Cherna Margolina with her daughters Beila and Sima

This is a picture of my grandmother on my father's side, Cherna Margolina, and two of her daughters, Beila (nee Margolina) and Sima Shevtsova (nee Margolina). This photo was taken in Kiev in 1920. My grandmother was born in Borispol village, about 30 kilometers from Kiev, in the 1860s. After she got married to my grandfather, Boruch Margolin, they moved to Borispol. He rented a mill and worked at it. My grandmother was a housewife. She was short and slim and she was very pretty when she was young. She didn't wear a wig or a shawl. She had thick curly hair. It was gray. She wore casual clothes in the fashion of that time. She liked dark skirts and white blouses with laces or embroidery. The only language my grandmother spoke was Yiddish and I never heard her say one word in Russian. There were seven children in the family. They were all born in Borispol. I don't know their dates of birth, but I can tell who was older or younger than my father. Rosa was the oldest. Then came two daughters, Sima and Nenia.
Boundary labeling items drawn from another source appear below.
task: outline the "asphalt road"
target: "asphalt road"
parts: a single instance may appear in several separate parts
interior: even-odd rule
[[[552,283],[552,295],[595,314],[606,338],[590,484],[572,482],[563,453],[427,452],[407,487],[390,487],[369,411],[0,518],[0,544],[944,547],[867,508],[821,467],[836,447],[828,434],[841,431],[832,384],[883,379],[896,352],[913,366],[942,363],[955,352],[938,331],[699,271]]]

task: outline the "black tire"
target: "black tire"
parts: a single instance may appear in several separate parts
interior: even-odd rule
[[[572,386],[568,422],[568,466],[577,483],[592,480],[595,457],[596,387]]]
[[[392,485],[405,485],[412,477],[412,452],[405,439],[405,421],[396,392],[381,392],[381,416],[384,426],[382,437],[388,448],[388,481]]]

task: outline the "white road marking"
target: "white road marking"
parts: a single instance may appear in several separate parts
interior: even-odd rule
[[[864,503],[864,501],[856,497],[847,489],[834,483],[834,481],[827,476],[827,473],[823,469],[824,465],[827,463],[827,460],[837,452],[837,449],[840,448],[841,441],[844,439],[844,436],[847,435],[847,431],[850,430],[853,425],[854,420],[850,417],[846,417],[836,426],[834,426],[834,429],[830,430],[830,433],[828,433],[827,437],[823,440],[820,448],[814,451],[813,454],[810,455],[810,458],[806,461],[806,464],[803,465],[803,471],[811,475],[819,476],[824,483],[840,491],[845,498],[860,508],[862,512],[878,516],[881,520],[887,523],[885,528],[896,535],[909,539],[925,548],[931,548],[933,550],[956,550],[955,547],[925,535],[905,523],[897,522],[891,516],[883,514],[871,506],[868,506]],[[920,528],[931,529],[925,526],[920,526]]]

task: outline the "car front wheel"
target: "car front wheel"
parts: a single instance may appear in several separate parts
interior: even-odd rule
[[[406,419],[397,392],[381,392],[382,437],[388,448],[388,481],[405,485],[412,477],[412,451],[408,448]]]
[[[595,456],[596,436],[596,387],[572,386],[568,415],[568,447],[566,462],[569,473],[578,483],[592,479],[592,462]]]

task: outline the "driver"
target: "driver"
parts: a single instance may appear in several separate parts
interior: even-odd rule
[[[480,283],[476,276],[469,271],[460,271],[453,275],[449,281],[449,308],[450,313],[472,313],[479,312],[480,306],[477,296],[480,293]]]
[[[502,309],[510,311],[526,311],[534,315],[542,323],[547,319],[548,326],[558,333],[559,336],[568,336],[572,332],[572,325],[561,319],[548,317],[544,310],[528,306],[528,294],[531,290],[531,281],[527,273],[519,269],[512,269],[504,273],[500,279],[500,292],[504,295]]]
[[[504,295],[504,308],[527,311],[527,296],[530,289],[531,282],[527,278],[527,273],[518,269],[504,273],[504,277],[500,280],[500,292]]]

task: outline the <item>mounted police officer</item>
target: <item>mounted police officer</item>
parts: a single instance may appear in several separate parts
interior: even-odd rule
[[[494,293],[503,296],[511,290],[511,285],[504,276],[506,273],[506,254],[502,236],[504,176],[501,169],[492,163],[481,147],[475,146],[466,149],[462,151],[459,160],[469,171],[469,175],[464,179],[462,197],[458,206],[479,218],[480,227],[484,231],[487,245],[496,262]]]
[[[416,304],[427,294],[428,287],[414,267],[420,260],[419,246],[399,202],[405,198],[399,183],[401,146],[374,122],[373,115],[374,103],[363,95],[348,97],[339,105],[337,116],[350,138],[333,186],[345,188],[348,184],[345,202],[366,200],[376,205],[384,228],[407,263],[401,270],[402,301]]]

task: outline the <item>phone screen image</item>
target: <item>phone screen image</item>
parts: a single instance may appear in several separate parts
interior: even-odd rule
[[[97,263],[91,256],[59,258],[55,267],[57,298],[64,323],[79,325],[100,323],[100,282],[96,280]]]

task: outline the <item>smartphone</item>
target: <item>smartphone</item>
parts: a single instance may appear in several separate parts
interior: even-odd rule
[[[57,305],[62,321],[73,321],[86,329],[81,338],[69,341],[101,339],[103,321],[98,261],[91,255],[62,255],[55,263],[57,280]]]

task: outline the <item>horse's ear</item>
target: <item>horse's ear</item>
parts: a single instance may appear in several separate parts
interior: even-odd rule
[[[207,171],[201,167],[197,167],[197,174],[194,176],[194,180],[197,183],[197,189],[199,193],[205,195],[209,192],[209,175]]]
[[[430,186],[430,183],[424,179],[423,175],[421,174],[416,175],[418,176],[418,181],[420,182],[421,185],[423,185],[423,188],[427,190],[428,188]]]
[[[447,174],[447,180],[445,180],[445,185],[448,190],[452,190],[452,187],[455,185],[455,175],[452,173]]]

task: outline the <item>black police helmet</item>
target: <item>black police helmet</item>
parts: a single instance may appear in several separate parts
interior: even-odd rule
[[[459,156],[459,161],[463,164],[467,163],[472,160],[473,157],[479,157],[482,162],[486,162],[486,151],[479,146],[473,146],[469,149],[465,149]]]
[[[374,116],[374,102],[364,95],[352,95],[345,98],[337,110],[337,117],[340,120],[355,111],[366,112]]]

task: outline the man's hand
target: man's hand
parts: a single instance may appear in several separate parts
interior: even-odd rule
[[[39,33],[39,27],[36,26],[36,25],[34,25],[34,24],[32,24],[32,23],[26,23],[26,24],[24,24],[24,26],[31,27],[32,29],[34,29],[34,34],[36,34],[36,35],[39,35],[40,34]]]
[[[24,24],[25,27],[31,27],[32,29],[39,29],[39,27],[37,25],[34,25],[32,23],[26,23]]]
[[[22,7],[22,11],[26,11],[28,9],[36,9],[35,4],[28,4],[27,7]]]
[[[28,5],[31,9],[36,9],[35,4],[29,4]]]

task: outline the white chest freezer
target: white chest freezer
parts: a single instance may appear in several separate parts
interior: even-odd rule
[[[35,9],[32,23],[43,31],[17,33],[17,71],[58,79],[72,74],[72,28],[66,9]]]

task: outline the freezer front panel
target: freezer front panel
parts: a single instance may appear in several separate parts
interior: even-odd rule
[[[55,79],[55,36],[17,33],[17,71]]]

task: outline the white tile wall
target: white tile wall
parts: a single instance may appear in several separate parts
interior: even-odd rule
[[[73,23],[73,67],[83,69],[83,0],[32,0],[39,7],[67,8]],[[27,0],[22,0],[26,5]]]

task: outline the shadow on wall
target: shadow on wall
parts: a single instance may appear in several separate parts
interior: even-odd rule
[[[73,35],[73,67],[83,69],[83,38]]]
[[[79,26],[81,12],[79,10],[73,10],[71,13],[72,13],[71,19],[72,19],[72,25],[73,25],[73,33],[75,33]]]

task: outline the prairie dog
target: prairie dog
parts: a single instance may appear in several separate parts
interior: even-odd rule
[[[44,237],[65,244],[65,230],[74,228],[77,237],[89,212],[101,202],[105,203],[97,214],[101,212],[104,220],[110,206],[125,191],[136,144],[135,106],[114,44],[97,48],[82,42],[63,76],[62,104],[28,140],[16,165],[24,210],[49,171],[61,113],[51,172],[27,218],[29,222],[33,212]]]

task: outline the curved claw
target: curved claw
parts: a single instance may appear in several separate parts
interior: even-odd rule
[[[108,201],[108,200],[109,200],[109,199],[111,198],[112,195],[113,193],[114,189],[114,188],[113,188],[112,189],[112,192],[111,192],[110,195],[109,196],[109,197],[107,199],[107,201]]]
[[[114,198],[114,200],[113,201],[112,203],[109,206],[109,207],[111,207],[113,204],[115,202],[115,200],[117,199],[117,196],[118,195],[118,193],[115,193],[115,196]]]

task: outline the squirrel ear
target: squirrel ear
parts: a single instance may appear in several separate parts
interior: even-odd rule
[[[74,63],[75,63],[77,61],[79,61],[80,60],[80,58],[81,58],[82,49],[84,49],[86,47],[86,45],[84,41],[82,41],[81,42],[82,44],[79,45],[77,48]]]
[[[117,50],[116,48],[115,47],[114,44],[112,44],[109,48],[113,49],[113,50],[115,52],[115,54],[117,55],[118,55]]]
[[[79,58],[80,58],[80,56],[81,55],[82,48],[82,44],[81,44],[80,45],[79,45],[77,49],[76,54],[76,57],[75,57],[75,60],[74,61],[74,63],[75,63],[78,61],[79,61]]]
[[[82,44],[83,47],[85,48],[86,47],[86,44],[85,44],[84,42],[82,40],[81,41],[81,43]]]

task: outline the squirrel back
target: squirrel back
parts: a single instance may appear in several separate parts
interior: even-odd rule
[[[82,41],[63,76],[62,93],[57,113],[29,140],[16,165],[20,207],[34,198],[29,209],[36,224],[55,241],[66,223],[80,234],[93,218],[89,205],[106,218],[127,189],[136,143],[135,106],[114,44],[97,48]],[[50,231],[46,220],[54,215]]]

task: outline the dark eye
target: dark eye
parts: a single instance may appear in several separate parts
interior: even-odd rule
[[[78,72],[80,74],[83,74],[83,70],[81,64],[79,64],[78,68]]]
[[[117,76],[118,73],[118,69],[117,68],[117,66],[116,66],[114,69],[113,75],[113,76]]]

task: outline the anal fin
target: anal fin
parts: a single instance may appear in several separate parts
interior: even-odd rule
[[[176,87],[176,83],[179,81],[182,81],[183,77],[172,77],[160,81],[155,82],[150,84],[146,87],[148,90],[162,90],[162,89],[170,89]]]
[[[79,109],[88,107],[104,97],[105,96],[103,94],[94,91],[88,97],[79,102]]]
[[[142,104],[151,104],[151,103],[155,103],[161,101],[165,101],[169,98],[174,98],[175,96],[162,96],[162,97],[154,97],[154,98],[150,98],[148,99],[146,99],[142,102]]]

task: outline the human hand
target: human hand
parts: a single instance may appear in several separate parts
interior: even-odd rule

Then my father Khaskel was born and then came his brothers Peretz and Shaya. The youngest was Beila, born in 1900. Sima married Samuel Shevtsov, a Jewish man from Kiev. They had two children: Sarra and Boris After she got married Sarra finished medical college and worked as a speech therapist in the children's hospital. Sima's family didn't observe any Jewish traditions or celebrate Jewish holidays. Sima's son died in a car accident at the age of about seven. He was hit by a car. Sima died of malaria in evacuation in the town of Nukha, Azerbaijan, in 1942. Sara and her family live in the USA. I have no information about them. Beila got married in Kiev in 1931. I don't remember what her last name in marriage was. Her older daughter, Fania, was born in 1932 and her son, Boris, was born in 1937. Beila didn't work after she got married. I don't remember her husband. Beila wasn't religious and her family didn't celebrate Jewish holidays or observe Jewish traditions. During the war she and her children were in evacuation in Nukha with us. After the war her family returned to Kiev. In 1989 Beila emigrated to Israel with her son's family. She died there in 1995.